Prior to the arrival of Europeans the Philadelphia area was the location of the Lenape (Delaware) Indians village Shackamaxon. Europeans arrived in the Delaware Valley in the early 1600s, with the first settlements being founded by the Dutch, British and Swedish.
The Swedes sought to expand their influence by creating an agricultural (tobacco) and fur-trading colony to bypass French and British merchants. The New Sweden Company was chartered and included Swedish, Dutch and German stockholders. The first Swedish expedition to North America embarked from the port of Gothenburg in late 1637. It was organized and overseen by Clas Fleming, a Swedish Admiral from Finland. Part of this colony, called New Sweden or Nya Sverige eventually included land on the west side of the Delaware River from just below the Schuylkill River; in other words, today's Philadelphia, Pennsylvania, southeast Pennsylvania, Delaware, and Maryland.

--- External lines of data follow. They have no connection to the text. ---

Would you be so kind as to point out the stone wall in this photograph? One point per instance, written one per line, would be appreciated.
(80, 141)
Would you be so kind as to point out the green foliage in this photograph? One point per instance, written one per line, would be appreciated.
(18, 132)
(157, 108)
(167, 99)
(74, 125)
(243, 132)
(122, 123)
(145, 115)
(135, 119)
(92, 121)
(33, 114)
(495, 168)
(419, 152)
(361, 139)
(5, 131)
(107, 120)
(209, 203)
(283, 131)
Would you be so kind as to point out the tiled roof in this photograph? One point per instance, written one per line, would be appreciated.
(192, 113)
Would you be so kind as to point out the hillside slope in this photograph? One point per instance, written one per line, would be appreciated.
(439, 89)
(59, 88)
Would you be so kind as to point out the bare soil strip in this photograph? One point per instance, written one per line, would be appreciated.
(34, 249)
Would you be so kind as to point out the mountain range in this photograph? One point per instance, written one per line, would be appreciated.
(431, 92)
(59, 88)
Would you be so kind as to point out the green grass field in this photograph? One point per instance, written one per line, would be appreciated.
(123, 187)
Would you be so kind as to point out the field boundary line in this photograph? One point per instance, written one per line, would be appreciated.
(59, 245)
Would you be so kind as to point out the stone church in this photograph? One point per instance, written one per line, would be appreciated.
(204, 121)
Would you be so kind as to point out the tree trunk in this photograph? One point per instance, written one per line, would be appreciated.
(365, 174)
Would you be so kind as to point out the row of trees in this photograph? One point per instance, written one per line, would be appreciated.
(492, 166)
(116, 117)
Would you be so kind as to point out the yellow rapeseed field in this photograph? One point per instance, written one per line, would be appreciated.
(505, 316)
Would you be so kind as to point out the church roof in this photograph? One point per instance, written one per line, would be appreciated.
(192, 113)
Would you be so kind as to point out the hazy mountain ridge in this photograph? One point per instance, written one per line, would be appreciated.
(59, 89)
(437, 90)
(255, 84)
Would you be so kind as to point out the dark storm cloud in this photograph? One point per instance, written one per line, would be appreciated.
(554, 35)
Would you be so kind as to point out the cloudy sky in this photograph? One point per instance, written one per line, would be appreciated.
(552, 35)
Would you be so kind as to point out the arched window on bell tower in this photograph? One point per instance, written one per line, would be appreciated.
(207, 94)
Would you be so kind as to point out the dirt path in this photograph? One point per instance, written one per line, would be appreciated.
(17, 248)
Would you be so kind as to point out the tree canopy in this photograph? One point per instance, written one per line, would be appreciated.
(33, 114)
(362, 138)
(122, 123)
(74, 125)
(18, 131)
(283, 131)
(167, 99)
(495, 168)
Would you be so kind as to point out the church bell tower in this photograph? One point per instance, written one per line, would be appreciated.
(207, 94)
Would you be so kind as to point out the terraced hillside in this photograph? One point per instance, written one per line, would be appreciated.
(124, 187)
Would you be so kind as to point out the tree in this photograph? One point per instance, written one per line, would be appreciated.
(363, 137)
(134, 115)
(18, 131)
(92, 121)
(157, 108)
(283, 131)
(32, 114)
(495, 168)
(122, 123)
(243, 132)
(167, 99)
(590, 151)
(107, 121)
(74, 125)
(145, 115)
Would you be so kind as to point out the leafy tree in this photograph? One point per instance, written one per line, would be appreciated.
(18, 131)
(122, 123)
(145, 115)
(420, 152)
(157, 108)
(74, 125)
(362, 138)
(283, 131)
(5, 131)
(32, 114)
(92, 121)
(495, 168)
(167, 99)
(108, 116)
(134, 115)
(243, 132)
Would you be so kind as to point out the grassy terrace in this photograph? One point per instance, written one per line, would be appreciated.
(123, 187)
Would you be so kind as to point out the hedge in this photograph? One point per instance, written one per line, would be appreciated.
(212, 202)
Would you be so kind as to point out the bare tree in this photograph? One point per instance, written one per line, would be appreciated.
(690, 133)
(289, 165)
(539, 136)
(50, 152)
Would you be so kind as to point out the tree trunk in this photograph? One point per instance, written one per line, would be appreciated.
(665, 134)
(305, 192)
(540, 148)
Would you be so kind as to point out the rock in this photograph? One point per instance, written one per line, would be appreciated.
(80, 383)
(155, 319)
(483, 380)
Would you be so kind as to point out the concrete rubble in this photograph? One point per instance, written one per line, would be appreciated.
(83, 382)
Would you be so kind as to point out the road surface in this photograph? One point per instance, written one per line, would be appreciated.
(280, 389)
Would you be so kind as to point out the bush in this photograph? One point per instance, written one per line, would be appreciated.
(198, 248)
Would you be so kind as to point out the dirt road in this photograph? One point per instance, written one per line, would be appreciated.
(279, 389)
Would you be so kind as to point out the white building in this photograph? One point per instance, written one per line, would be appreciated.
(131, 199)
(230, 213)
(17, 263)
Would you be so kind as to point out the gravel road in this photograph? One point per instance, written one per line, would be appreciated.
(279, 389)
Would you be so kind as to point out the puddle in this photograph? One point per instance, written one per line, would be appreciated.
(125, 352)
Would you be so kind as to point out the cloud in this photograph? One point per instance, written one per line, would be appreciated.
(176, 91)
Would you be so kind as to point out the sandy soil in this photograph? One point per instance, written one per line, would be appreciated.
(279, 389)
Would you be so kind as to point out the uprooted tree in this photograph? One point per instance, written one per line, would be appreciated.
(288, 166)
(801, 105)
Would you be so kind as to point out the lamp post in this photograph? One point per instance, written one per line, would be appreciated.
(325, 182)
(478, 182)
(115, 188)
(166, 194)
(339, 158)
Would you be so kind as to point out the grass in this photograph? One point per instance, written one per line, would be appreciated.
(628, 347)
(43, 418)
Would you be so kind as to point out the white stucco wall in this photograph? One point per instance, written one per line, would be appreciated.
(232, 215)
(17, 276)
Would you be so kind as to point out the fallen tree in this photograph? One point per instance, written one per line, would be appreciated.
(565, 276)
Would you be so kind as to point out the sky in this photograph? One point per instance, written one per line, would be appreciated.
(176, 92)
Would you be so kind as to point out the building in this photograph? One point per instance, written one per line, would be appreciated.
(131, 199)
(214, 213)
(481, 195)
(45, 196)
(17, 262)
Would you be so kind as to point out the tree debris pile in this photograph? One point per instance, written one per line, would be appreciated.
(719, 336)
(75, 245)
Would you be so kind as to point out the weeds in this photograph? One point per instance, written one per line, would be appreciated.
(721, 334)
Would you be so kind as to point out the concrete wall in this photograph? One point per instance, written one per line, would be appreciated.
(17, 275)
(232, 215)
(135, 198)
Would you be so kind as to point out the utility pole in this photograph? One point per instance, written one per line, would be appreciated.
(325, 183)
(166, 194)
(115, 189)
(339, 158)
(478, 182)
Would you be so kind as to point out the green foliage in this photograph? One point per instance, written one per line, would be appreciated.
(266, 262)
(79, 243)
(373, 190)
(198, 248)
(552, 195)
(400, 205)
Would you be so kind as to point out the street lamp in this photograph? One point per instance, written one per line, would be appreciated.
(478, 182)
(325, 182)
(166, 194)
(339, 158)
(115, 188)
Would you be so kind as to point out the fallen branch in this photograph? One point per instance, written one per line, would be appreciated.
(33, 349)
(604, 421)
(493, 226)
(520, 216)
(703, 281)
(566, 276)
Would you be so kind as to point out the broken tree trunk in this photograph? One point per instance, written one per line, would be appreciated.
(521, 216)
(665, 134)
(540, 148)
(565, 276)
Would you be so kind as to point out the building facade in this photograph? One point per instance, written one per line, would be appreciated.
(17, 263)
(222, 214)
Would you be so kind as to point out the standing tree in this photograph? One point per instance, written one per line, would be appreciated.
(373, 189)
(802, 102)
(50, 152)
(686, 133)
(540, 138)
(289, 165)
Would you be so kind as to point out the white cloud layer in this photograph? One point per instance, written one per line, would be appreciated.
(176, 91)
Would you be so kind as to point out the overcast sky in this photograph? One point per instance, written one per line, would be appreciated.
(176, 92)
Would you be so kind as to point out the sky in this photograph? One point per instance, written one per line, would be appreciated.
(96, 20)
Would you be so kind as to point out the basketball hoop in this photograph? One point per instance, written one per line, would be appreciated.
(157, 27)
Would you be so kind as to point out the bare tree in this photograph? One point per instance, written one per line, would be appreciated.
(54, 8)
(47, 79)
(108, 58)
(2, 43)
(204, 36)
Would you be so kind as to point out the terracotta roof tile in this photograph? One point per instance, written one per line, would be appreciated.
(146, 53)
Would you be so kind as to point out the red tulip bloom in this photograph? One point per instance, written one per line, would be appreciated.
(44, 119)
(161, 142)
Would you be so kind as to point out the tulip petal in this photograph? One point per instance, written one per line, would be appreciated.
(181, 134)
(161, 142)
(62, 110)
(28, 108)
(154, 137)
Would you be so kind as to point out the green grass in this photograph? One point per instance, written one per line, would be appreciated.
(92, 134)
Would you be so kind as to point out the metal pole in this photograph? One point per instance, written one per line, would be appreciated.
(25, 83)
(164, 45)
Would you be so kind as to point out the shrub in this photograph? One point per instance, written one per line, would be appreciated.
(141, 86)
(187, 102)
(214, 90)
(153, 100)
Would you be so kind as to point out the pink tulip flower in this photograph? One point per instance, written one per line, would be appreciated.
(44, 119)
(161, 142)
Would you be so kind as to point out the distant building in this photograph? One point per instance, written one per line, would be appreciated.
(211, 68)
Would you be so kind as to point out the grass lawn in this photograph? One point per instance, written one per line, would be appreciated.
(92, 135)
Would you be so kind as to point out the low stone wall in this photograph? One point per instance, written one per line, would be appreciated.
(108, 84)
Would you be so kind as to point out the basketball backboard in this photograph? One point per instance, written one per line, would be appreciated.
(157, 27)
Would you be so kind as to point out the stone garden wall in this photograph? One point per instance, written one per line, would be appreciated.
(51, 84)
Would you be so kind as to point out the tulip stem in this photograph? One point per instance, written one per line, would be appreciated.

In 1644, New Sweden supported the Susquehannocks in their victory in a war against the English Province of Maryland. A series of events led the Dutch - led by governor Peter Stuyvesant - to move an army to the Delaware River in the late summer of 1655. Though New Netherland now nominally controlled the colony, the Swedish and Finnish settlers continued to enjoy a degree of local autonomy, having their own militia, religion, court, and lands. This status lasted officially until the English conquest of the New Netherland colony, in October 1663-1664, and continued unofficially until the area was included in William Penn's charter for Pennsylvania, in 1682.